Yurtdışına çıktıktan sonra ne bu çanta bize geldi ne de kızımın gelinlik çeyizi... Çeyizi başkalarına sattıklarını bir akrabamızdan öğrendik.
Bond çantamdaki birkaç foto ve fazlaca değeri olmayan birkaç evrakın fotokopisini bana yıllar sonra ulaştırdılar.
Yurtdışına çıkıştan sonra eşimi ve iki küçük çocuğumu da Rusya'da kaçakçı şebekesinin ücretinin tamamını ödemeyerek orada rehin kalmalarına sebebiyet verdiğini tekrar anlatmama gerek yoktur.
Bu saydıklarımın hepsini sineye çektim. Allah'a havale ettim.
Ancak; Kürt Ergenekonu'na mensup, JİTEM'ci Arif Doğan'ın gayri meşru çocuğu olan Uğur Balık adındaki yüzsüz benimle ve ailemle uğraşmaya devam etti ve ediyor.
İsveç'e yerleşmemizin ertesi gecesi kapımıza dayanarak ''gazeteci'' kimliğiyle ve ''röportaj'' adı altında beni ıssız bir köyde, yanında getirmiş olduğu diğer lavuklarla birlikte beni adeta sorguladı. Hem de Kandil deki Kürt Ergenekonu adına...

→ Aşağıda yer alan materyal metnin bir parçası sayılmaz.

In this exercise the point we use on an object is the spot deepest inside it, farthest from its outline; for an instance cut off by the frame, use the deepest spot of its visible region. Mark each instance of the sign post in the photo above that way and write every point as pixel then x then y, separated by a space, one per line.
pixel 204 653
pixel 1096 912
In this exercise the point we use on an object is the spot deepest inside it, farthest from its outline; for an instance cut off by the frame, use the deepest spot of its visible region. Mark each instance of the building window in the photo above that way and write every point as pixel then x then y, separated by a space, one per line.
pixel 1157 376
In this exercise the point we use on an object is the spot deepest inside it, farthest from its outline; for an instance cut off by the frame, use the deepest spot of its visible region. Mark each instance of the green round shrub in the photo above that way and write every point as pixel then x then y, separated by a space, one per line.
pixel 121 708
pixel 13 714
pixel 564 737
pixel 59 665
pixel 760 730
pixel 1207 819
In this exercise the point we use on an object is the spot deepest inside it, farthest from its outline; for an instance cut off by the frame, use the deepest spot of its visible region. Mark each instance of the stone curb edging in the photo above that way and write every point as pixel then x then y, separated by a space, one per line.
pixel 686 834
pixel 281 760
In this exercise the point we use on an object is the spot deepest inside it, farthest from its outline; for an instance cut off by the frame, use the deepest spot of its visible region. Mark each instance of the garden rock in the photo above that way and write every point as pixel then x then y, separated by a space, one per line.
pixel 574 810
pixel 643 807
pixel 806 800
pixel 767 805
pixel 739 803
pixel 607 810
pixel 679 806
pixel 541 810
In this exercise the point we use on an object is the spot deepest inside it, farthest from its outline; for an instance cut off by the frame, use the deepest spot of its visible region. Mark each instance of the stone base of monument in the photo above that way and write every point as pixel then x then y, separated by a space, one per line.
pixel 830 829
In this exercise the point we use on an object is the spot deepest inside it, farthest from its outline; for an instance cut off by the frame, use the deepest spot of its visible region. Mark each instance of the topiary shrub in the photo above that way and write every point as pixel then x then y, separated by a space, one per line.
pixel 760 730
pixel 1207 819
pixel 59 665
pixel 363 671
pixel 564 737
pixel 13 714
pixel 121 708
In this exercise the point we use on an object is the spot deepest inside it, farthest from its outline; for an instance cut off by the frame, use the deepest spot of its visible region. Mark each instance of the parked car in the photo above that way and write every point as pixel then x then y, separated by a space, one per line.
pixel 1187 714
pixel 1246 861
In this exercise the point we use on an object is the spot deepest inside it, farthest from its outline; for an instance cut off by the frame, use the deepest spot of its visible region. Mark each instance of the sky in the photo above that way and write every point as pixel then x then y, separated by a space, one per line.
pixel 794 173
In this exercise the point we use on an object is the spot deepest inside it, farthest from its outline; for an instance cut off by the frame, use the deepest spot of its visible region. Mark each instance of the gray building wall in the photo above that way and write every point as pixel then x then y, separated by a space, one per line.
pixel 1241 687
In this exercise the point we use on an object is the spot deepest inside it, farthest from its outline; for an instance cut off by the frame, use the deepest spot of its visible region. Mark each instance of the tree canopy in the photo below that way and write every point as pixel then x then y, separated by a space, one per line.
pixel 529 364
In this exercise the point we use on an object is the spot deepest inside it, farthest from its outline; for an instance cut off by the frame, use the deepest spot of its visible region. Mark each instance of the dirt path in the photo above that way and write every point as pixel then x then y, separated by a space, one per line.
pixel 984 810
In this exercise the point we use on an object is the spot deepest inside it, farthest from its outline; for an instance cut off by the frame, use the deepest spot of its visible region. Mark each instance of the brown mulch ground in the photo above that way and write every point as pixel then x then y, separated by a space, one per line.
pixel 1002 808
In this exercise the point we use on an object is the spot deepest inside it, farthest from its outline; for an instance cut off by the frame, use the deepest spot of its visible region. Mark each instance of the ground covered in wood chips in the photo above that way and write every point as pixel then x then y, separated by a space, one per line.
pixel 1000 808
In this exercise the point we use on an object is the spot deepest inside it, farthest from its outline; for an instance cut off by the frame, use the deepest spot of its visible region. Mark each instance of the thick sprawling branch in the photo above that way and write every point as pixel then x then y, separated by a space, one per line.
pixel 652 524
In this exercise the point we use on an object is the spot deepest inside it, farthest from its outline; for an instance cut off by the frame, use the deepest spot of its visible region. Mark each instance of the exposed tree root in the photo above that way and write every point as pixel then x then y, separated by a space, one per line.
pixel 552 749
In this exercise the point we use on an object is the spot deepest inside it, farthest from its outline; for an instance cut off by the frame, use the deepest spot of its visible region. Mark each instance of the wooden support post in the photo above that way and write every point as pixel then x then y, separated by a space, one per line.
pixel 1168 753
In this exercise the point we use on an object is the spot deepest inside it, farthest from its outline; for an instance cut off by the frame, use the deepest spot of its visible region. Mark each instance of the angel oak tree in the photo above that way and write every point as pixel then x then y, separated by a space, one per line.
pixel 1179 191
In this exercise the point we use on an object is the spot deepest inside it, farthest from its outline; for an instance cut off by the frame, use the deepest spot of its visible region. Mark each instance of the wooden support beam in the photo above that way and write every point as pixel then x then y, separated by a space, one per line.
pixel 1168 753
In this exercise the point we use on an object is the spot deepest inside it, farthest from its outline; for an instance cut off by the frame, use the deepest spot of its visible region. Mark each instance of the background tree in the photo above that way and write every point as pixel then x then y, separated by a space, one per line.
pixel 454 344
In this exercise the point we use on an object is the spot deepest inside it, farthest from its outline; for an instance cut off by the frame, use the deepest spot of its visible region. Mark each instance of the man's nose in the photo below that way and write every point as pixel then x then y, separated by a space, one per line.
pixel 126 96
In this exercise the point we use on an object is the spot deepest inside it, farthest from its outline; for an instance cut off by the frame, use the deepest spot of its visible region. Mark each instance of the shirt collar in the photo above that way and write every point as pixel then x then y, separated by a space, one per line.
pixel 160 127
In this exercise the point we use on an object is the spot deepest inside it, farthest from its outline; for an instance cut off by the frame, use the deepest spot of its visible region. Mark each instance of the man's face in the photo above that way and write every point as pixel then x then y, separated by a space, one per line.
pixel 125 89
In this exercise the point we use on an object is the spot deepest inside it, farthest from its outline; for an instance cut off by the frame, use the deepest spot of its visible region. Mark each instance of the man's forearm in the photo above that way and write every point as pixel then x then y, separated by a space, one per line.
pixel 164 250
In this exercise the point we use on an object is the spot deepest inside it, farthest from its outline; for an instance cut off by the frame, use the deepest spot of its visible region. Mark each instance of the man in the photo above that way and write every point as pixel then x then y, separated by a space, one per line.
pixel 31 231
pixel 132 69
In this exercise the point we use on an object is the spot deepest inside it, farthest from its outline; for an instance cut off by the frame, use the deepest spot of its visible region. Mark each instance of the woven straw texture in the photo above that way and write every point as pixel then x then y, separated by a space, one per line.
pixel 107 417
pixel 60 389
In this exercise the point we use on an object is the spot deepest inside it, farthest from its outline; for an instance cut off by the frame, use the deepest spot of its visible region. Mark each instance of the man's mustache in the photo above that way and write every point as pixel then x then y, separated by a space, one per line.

Açıklamalarımı tersyüz ederek ve ayrıca bir kitap haline getirerek''Bir JİTEM'ci İtirafçı anlatı'' adıyla piyasaya sattı.
Kitaba;aile bireylerimden, komşu ve akrabalardan ve suçu günahı olmayan insanların fotolarından da yerleştirmeyi ihmal etmedi. Özellikle de sayın Mesut Barzani ve zamanın Jandarma Asayiş Komutanı Korgeneral Necati Özgen'in arasında tercümanlık yaptığım fotoğrafı da koydu.
Amacı, sayın Mesut Barzani'yi ''işbirlikçi'' olarak kamuoyuna lanse etmekti.
Uğur Balık adındaki sahtekâr bununla da yetinmedi;
Benimle ''röportaj'' yapmaya geldiğinde henüz kayda girilmemişken birşeyler empoze etmeye çalıştı. PKK'lı olup da aklıselimden yana, barış'tan yana olanları Ergenekonun emrine girmeye karşı çıkanları benim ağzımdan kamuoyu önünde küçük düşürmem için telkinlerde bulundu. Ahmet Türk' ü Ankara'da bir restaurantta Yeşil (Mahmut Yıldırım) ile başbaşa yemek yerken gördüklerini aktardı. Öcalan'ın yeğeni M. Keser'i (şu an bağımsızdır) ,Feridun Çelik, Nizamettin Taş (Botan)'ı ve Osman Öcalan'ı Karalayıcı beyanlarda bulunmamı istedi.
Uğur Balık'ın amacı; beni kendi rotasına çekip, Ergenekonun denetiminde olmayan PKK'lılarla karşı karşıya getirmekti. Aklıselim ve barışçı çözümden yana olanları bertaraf etmekti.
Böylece, JİTEM hakkında kamuoyuna yaptığım önemli ve gerçek bilgilerin de sorgulanabilir, şüpheli duruma getirmekti.
En büyük amacı da; başka Ayganların JİTEM ve derin yapılanmalar hakkında konuşmalarının önünü kesmekti. Zaten son kitabında bu kirli niyetini açığa vurmaktadır.'' insan itiraf eder ve bitirir'' diyor. yani Aygan ''susmalı'' diyor, ''daha fazla konuşmamalı'' demek istiyor.
Piyasaya çıkardığı son kitabında (eski kitaptan ve derme-çatma, çer-çöpten karıştırarak ) yine ailemin fertlerinden bazılarının ve dost akrabalarımdan bazılarının fotolarını yayınlamış. Gerçek bir gazetci veya yazar bunu yapar mı?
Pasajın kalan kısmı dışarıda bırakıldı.